A cette époque bénie, sans fouille à l’entrée, on pouvait aller discuter avec les musiciens et leur demander un autographe. J’ai 65 ans: le selfie n’existait pas encore.

Joseph Carlucci

Mon premier livre: le titre de l’ouvrage de Carlucci dit ceci: «Hey Joseph, où est ma p... de photo?» David Bowie, l’auteur de la note, s’étonnait, avec malice, de ne pas voir sa bobine affichée en Suisse dans l’échoppe du photographe. Le reste est à découvrir en 276 pages et 370 clichés. Un must.

DR

A force de voir mon visage, mon nom a circulé dans le milieu et, dans les années 1980, Ursula Rohr, de Disctrade, m’a appelé pour faire des photos de musiciens américains de 18 ans. Ils jouaient pour la première fois en Suisse: c’était Metallica, l’un des futurs plus grands groupes de tous les temps. James Hetfield (chant, guitare) et Lars Ulrich (batterie), les jeunes fondateurs, m’attendaient à Zurich avec leurs acolytes. On a plaisanté, c’était bon enfant. Deux jours après, j’ai pu les rejoindre à Milan, puis en Belgique. Ils étaient si contents qu’ils m’ont demandé d’envoyer mes photos à leurs parents. En retour, j’ai reçu une lettre de remerciement de Lars, que je publie dans mon livre. Bien plus tard, devenus d’énormes stars, lorsqu’ils ont réédité en coffret l’album Ride The Lightening, ils ont cherché des photos de leurs débuts. J’en ai proposé 50, ils en ont retenu et publié 45. Plus 25 autres pour Master of Puppets. Une énorme surprise pour moi.

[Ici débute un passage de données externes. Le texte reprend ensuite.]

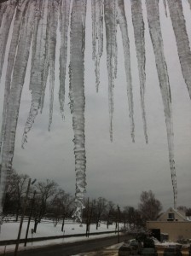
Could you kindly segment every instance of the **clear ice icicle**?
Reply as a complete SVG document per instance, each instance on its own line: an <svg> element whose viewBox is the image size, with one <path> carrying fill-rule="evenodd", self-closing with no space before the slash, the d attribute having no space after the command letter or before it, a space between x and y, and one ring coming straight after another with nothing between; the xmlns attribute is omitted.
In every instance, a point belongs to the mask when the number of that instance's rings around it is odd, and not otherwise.
<svg viewBox="0 0 191 256"><path fill-rule="evenodd" d="M190 5L190 9L191 9L191 0L188 0Z"/></svg>
<svg viewBox="0 0 191 256"><path fill-rule="evenodd" d="M145 112L145 26L142 15L142 1L131 0L131 14L136 43L136 58L139 70L142 116L145 141L148 143L148 131Z"/></svg>
<svg viewBox="0 0 191 256"><path fill-rule="evenodd" d="M117 70L117 12L116 0L104 1L104 17L107 40L107 67L108 77L108 102L110 117L110 140L113 141L113 88Z"/></svg>
<svg viewBox="0 0 191 256"><path fill-rule="evenodd" d="M17 55L13 71L13 79L11 82L9 102L6 117L5 134L2 150L2 168L0 176L0 214L3 211L2 201L5 183L7 181L7 174L12 168L20 96L32 41L35 3L36 1L30 0L26 12L23 18Z"/></svg>
<svg viewBox="0 0 191 256"><path fill-rule="evenodd" d="M19 37L20 37L20 30L22 23L22 17L26 9L26 6L27 6L27 3L28 3L27 0L20 0L19 2L16 9L15 18L14 20L13 34L12 34L10 48L9 48L9 52L8 56L8 64L7 64L7 71L6 71L3 121L2 121L2 129L0 134L0 154L2 149L2 143L4 136L4 131L5 131L7 108L9 103L9 96L10 84L11 84L11 75L12 75L12 71L14 63L16 48L17 48Z"/></svg>
<svg viewBox="0 0 191 256"><path fill-rule="evenodd" d="M91 0L92 59L95 61L96 91L100 84L100 59L103 52L103 0Z"/></svg>
<svg viewBox="0 0 191 256"><path fill-rule="evenodd" d="M76 211L73 217L82 220L86 187L86 155L84 135L84 8L81 0L74 0L71 17L70 36L70 107L74 132L76 172Z"/></svg>
<svg viewBox="0 0 191 256"><path fill-rule="evenodd" d="M168 0L182 73L191 98L191 51L181 0Z"/></svg>
<svg viewBox="0 0 191 256"><path fill-rule="evenodd" d="M127 20L124 12L124 0L118 0L118 19L123 39L124 67L127 81L127 97L129 103L129 113L130 120L130 134L132 141L135 142L135 124L134 124L134 110L133 110L133 91L132 91L132 78L130 68L130 40L128 36Z"/></svg>
<svg viewBox="0 0 191 256"><path fill-rule="evenodd" d="M3 2L0 3L0 27L1 27L3 15L6 13L7 6L8 6L8 2Z"/></svg>
<svg viewBox="0 0 191 256"><path fill-rule="evenodd" d="M165 11L165 16L167 17L168 14L167 14L167 6L166 6L165 0L163 0L163 4L164 4Z"/></svg>
<svg viewBox="0 0 191 256"><path fill-rule="evenodd" d="M49 1L50 12L49 32L49 131L52 124L54 89L55 89L55 46L56 32L58 25L58 7L59 0Z"/></svg>
<svg viewBox="0 0 191 256"><path fill-rule="evenodd" d="M67 61L67 35L69 26L70 3L71 0L61 0L60 2L61 49L59 102L62 118L64 117L65 79Z"/></svg>
<svg viewBox="0 0 191 256"><path fill-rule="evenodd" d="M0 28L0 79L2 77L2 69L4 62L5 49L9 32L11 21L16 8L16 0L10 0L7 3L7 8L2 19Z"/></svg>
<svg viewBox="0 0 191 256"><path fill-rule="evenodd" d="M164 111L165 116L169 161L171 172L171 181L174 194L174 207L177 206L177 177L174 160L174 143L173 143L173 126L171 113L171 97L169 84L168 71L164 54L163 39L159 23L159 0L146 0L146 7L148 13L148 21L149 32L153 46L155 55L155 62L157 67L158 77L159 80L160 91L163 99Z"/></svg>
<svg viewBox="0 0 191 256"><path fill-rule="evenodd" d="M22 148L27 142L27 133L32 128L34 119L38 114L41 96L43 91L43 78L45 61L45 47L47 40L47 8L48 0L43 1L42 7L39 11L39 20L35 24L36 35L33 38L35 41L32 43L32 61L31 67L30 90L32 90L32 106L30 113L25 125L22 137Z"/></svg>

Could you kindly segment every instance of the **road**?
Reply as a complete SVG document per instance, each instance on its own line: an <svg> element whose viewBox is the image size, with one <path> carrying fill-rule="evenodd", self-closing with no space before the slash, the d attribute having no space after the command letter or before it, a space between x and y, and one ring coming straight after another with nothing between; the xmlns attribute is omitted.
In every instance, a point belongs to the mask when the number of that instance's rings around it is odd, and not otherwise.
<svg viewBox="0 0 191 256"><path fill-rule="evenodd" d="M125 239L130 239L129 235L120 236L120 242ZM50 246L47 247L35 248L18 252L18 256L71 256L78 253L87 253L90 251L98 251L105 247L118 243L118 236L104 237L100 239L90 239L72 243ZM6 255L14 255L14 253L6 253Z"/></svg>

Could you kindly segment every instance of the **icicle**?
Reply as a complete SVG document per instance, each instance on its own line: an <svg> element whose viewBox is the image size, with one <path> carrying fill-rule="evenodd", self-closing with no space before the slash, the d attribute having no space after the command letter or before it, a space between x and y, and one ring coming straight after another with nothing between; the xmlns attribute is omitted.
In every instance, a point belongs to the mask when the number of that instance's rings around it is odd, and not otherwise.
<svg viewBox="0 0 191 256"><path fill-rule="evenodd" d="M103 52L103 0L91 0L92 59L95 61L96 91L100 84L100 59Z"/></svg>
<svg viewBox="0 0 191 256"><path fill-rule="evenodd" d="M124 0L118 0L118 17L121 30L124 47L124 67L127 80L127 96L129 102L129 113L130 119L130 133L132 141L135 142L135 124L134 124L134 111L133 111L133 92L132 92L132 79L130 70L130 40L128 37L127 20L124 12Z"/></svg>
<svg viewBox="0 0 191 256"><path fill-rule="evenodd" d="M4 55L8 41L8 36L11 21L14 16L14 9L16 8L16 0L10 0L7 3L7 8L3 16L1 29L0 29L0 79L2 77L2 69L4 62Z"/></svg>
<svg viewBox="0 0 191 256"><path fill-rule="evenodd" d="M74 131L76 171L76 211L73 217L82 220L85 193L85 136L84 136L84 9L81 0L74 0L71 17L70 100ZM84 20L83 20L84 18Z"/></svg>
<svg viewBox="0 0 191 256"><path fill-rule="evenodd" d="M35 42L32 42L32 60L30 79L30 89L32 90L32 106L24 129L22 148L24 148L25 143L27 142L27 133L32 128L32 125L40 107L46 53L48 3L48 0L43 2L43 5L41 6L40 13L38 15L39 20L38 22L35 23L37 28L35 27Z"/></svg>
<svg viewBox="0 0 191 256"><path fill-rule="evenodd" d="M191 98L191 51L181 0L168 0L182 75Z"/></svg>
<svg viewBox="0 0 191 256"><path fill-rule="evenodd" d="M7 2L0 3L0 27L1 27L3 15L6 13L7 6L8 6Z"/></svg>
<svg viewBox="0 0 191 256"><path fill-rule="evenodd" d="M163 0L163 4L164 4L165 11L165 16L168 17L168 14L167 14L167 6L166 6L166 2L165 2L165 0Z"/></svg>
<svg viewBox="0 0 191 256"><path fill-rule="evenodd" d="M38 29L39 20L41 19L42 15L42 7L43 7L43 1L42 0L36 0L36 7L35 7L35 18L34 18L34 30L33 30L33 38L32 38L32 62L31 62L31 79L32 76L32 68L34 66L34 59L35 59L35 53L36 53L36 45L37 45L37 36L38 36ZM29 90L31 88L32 84L29 84Z"/></svg>
<svg viewBox="0 0 191 256"><path fill-rule="evenodd" d="M14 63L16 48L19 41L20 29L22 22L22 17L27 3L28 3L27 0L26 1L20 0L19 2L15 18L14 18L14 29L13 29L13 34L11 38L10 49L9 52L8 66L7 66L7 72L6 72L3 121L2 121L2 129L0 134L0 154L2 149L2 143L4 136L4 131L5 131L6 113L7 113L7 108L9 103L9 96L10 91L11 75L12 75L12 71Z"/></svg>
<svg viewBox="0 0 191 256"><path fill-rule="evenodd" d="M54 89L55 89L55 46L56 32L58 25L58 7L59 1L49 1L49 9L50 13L49 20L49 131L52 123Z"/></svg>
<svg viewBox="0 0 191 256"><path fill-rule="evenodd" d="M159 0L146 0L148 21L151 40L153 46L157 72L159 80L160 91L163 99L164 111L165 115L169 160L171 172L171 179L174 193L174 204L177 202L177 177L174 161L174 146L173 146L173 126L171 113L171 97L169 84L169 77L165 58L163 49L163 39L159 23Z"/></svg>
<svg viewBox="0 0 191 256"><path fill-rule="evenodd" d="M7 110L6 129L2 152L2 169L0 177L0 212L2 212L3 211L2 201L5 189L7 173L9 173L9 172L12 168L20 96L32 41L35 3L36 1L29 1L27 10L23 18L20 40L18 44L17 55L13 71L13 79L9 93L9 102Z"/></svg>
<svg viewBox="0 0 191 256"><path fill-rule="evenodd" d="M64 117L65 79L67 61L67 33L69 26L70 3L71 0L62 0L60 3L61 49L59 102L62 118Z"/></svg>
<svg viewBox="0 0 191 256"><path fill-rule="evenodd" d="M142 9L141 0L131 0L132 22L134 27L134 36L136 43L136 58L139 70L140 93L142 116L143 121L145 141L148 143L148 131L145 112L145 37L144 37L144 20Z"/></svg>
<svg viewBox="0 0 191 256"><path fill-rule="evenodd" d="M115 0L105 0L104 15L107 39L107 66L108 73L108 101L110 116L110 140L113 141L113 88L116 71L117 55L117 14Z"/></svg>
<svg viewBox="0 0 191 256"><path fill-rule="evenodd" d="M191 9L191 0L188 0L190 5L190 9Z"/></svg>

J’ai des souvenirs tout aussi forts liés à Iron Maiden. J’avais fait reproduire la pochette de leur second disque, Killers, sur le capot de ma Ford Capri. En la voyant, un roadie m’a invité à l’hôtel afin de la montrer au groupe. Depuis, on est restés copains. Avec mon ami Bobby Leiser, j’ai même séjourné, à Londres, au domicile de leur batteur, Nicko McBrain. Il m’a fait une courte vidéo (voir mon site) à l’occasion de la sortie de mon ouvrage retraçant mes 45 ans de carrière. Dans ces moments privés, je range mon appareil. Ces images-là, rien que pour mes yeux, sont à jamais gravées dans mon cœur.»